I felt great. I was careful with how I ate and dedicated to the gym. Until I went to night shift. Anyone who works at a place that's a 24/7 facility knows how night shifters eat. So I'm working at night, a full time mom during the day, going on lil sleep, and throw in poor eating habits, as quick and easy was my method of choice once sleep deprivation set in. I ballooned back over the 200 mark.
My weight got up to 210 again. Then, I opted to have my second (and final) child. She was born two years ago this March. I never breast fed, and I returned from maternity leave to my graveyard shift. So the bad pattern only got worse as I was running on even less sleep. I went back on phentermine. It took me down to 200 lbs but that's where I stood up until I stopped working six months ago and could no longer afford the habit.
Now, here I am at 210, AGAIN. I've downloaded Spark before on my phone but truth be told, I'm not one to hold myself accountable to apps on a phone.
I figured it's a brand new year, and I'm sick of being like this. Being overweight costs me so much. I have no joy. I lack confidence and self esteem. Clothes are a bitch to find and shopping is a depressing hassle for me. I lack confidence in how I look to my husband when we're intimate. Granted, my husband makes me feel desired and beautiful, but he's the type that can cut back on food and jog a couple times a week when he needs to and voila! Twenty pounds down for him. Plus, I'm the heaviest woman he's ever been with, and even though he doesn't make me feel bad, he doesn't have to, I tear myself down on my own. Going out in public gives me anxiety as I feel self conscious about my appearance and tug at my shirts. Being overweight has truly sucked the joy out of my life and I'm tired of living like I'm just existing and not living a full and happy life.
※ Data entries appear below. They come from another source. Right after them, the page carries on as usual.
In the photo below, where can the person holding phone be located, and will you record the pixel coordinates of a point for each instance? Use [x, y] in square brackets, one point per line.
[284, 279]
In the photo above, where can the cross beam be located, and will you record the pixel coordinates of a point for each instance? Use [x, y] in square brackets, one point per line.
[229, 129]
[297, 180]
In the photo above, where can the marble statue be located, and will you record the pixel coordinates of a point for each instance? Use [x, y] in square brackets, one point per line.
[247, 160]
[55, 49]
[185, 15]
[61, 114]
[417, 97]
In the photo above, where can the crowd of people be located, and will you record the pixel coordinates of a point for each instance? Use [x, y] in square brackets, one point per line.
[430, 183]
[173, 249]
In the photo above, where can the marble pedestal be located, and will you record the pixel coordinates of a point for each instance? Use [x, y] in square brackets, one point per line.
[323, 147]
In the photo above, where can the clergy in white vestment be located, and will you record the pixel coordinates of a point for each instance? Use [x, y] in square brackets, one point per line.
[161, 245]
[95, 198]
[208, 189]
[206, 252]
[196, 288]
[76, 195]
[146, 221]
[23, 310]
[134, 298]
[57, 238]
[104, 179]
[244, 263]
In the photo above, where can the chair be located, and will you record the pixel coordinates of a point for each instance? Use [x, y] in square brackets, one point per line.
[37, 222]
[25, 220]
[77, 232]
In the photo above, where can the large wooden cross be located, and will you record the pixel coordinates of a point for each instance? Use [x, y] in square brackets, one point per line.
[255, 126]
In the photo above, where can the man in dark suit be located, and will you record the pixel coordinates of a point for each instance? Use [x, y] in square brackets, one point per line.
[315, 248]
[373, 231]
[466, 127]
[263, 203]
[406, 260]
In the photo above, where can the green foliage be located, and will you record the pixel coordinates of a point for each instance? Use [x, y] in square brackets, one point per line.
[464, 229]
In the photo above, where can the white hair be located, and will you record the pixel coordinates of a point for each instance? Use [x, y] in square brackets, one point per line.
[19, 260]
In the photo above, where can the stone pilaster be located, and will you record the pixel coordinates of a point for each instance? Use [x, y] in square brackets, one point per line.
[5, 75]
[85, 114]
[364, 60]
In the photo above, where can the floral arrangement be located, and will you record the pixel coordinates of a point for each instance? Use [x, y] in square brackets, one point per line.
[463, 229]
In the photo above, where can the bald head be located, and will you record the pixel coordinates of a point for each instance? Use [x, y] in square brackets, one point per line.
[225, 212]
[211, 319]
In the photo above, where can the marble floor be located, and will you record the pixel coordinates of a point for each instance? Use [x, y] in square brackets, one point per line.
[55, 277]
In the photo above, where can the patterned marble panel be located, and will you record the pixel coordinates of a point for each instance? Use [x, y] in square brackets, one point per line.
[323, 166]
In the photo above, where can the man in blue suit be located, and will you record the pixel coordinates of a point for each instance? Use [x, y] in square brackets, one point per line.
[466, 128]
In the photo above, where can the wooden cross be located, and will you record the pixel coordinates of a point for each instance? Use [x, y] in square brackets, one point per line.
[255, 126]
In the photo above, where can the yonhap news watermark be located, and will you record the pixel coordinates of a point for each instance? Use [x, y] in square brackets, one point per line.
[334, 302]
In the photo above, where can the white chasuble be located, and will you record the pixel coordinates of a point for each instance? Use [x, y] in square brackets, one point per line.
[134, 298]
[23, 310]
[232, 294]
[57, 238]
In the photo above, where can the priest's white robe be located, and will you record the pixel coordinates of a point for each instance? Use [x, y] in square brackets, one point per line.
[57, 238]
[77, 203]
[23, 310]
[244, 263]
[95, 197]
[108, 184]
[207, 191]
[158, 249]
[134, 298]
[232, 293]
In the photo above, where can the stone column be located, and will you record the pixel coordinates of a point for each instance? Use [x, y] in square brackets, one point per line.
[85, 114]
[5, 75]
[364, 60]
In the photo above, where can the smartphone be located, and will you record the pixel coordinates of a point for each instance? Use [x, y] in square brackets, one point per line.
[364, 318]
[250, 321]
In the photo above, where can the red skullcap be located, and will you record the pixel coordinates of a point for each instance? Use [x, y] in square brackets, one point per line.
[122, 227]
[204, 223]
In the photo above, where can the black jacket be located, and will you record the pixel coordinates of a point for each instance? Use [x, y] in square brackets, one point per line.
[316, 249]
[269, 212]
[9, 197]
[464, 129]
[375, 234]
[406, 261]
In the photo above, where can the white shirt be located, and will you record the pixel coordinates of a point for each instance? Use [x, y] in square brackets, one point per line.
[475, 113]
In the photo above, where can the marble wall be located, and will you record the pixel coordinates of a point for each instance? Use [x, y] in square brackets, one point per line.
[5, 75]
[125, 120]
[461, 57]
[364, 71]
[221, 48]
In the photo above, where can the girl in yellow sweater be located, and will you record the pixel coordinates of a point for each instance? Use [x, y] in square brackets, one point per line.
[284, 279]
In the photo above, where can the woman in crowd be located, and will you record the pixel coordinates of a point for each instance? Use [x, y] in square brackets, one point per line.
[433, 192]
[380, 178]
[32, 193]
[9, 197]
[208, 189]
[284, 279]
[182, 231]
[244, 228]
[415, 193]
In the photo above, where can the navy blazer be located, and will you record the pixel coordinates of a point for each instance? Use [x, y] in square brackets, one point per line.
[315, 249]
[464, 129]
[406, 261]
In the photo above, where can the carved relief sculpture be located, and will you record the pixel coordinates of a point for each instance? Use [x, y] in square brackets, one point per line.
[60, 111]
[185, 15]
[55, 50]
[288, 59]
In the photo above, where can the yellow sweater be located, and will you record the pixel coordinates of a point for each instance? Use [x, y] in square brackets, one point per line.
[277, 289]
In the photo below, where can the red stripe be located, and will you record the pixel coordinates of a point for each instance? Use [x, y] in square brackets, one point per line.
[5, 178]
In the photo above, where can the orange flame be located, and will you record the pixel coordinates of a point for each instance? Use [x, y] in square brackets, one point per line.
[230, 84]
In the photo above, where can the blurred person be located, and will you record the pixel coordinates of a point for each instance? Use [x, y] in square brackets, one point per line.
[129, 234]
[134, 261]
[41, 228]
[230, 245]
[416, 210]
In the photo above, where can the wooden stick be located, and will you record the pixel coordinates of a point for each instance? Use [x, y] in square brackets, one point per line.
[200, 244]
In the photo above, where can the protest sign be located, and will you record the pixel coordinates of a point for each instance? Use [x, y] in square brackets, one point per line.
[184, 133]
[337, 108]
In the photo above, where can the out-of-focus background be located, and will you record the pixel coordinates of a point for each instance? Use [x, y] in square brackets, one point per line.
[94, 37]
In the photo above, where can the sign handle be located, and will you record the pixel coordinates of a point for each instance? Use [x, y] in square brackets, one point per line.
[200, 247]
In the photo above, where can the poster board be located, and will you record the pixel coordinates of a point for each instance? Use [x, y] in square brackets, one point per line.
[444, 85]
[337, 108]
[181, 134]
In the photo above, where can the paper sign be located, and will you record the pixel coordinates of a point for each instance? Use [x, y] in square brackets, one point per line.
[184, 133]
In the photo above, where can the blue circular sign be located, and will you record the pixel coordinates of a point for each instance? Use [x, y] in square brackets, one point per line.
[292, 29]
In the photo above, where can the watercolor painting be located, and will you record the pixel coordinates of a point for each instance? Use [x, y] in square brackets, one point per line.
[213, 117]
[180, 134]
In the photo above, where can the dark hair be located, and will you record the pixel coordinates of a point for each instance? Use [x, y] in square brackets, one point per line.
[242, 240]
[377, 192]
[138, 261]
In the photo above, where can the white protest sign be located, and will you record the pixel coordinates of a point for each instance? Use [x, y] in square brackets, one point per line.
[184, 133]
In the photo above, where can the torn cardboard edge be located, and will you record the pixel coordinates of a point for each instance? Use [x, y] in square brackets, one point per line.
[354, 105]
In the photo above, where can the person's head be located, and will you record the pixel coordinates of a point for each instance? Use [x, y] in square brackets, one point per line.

There are no victims with stuff like this, just volunteers. I'm tired of volunteering to let my weight issues control my happiness and dictate the quality of life I have. I'm tired of being told "but you have such a pretty face." I wanna knock em dead God damn it! So here I go. I know I'm going to have set backs, if this were easy, I'd have done it a long time ago, but this time I'm going to really utilize what is out there. My time is now... It's time I took control of my life.